Resolução do CFM nº 2.454/2026 estabelece limites para o uso da tecnologia, mantém decisão final sob responsabilidade do médico e cria regras para proteção dos pacientes e de seus dados
A partir desta quarta-feira, 26 de agosto, médicos e instituições de saúde de todo o País passam a contar com regras específicas para o uso da inteligência artificial na Medicina. Publicada em 27 de fevereiro de 2026, entra em vigor a Resolução CFM nº 2.454/2026, do Conselho Federal de Medicina (CFM), que estabelece diretrizes para a pesquisa, o desenvolvimento e a utilização dessas tecnologias na prática médica.
A norma regulamenta desde o uso da IA como apoio à decisão clínica até questões relacionadas à responsabilidade profissional, autonomia médica, informação ao paciente, proteção de dados e governança dos sistemas utilizados pelas instituições de saúde.
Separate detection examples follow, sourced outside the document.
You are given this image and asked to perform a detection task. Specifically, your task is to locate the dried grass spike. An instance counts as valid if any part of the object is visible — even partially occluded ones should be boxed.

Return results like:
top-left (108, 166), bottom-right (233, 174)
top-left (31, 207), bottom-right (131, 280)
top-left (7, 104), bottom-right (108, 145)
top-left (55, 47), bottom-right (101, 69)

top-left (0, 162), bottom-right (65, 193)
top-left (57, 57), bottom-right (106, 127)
No canal do Cremego (Conselho Regional de Medicina do Estado de Goiás) no YouTube, o presidente Rafael Cardoso Martinez (foto) explica as principais mudanças trazidas pela nova resolução. Acesse o YouTube do Cremego e confira o vídeo: https://www.youtube.com/watch?v=pF0uhSjMUO4
"A relação entre o médico e paciente não deve ser comprometida pelo uso da IA", afirma Rafael Martinez, ressaltando que a resolução prevê , por exemplo, o respeito à autonomia do paciente e que ele seja informado sobre o uso da Inteligência Artificial no atendimento.
Um dos princípios centrais da resolução é claro: a inteligência artificial pode auxiliar o médico, mas não pode substituí-lo na tomada de decisões. A decisão sobre diagnóstico, prognóstico, prescrição, tratamento ou qualquer outro ato médico continua sendo do profissional. Cabe ao médico analisar criticamente as informações e recomendações produzidas pelos sistemas e decidir se devem ou não ser utilizadas.
A nova resolução também assegura ao médico o direito de recusar ferramentas que não tenham validação científica adequada, certificação regulatória pertinente ou que contrariem princípios éticos, técnicos ou legais da Medicina. Confira os principais pontos:
Autonomia - A inteligência artificial não poderá restringir nem substituir a autoridade do médico. O profissional poderá aceitar ou rejeitar uma recomendação produzida pela tecnologia de acordo com seu julgamento técnico e ético.
Registro - Entre as mudanças com impacto direto na rotina profissional está a determinação de que o médico registre no prontuário do paciente o uso de sistemas de inteligência artificial quando utilizados como apoio à decisão médica.
Paciente informado - O paciente tem direito de ser informado, de maneira clara e acessível, quando a inteligência artificial for utilizada como apoio relevante em seu cuidado, diagnóstico ou tratamento. A resolução determina ainda que diagnósticos, prognósticos e decisões terapêuticas não podem ser comunicados ao paciente pela inteligência artificial sem a devida mediação humana. O paciente também poderá recusar o uso da tecnologia.
Sigilo - Médicos e instituições deverão assegurar a confidencialidade, a integridade e a segurança dos dados utilizados pelos sistemas de IA.
Governança - Hospitais, clínicas e demais instituições médicas que desenvolvam ou contratem sistemas de inteligência artificial deverão estabelecer processos internos de governança para garantir segurança, qualidade e adequação ética. Nas instituições que adotarem sistemas próprios de IA, a resolução determina a criação de uma Comissão de IA e Telemedicina, coordenada por médico e subordinada à diretoria técnica, responsável por assegurar o uso ético e adequado dessas tecnologias.
Fiscalização - A supervisão e a fiscalização do cumprimento da Resolução CFM nº 2.454/2026 ficarão sob responsabilidade dos Conselhos Regionais de Medicina (CRMs), dentro de suas respectivas competências. O descumprimento dos deveres estabelecidos pela resolução poderá sujeitar o médico às sanções éticas cabíveis, além de eventuais responsabilidades civis e penais.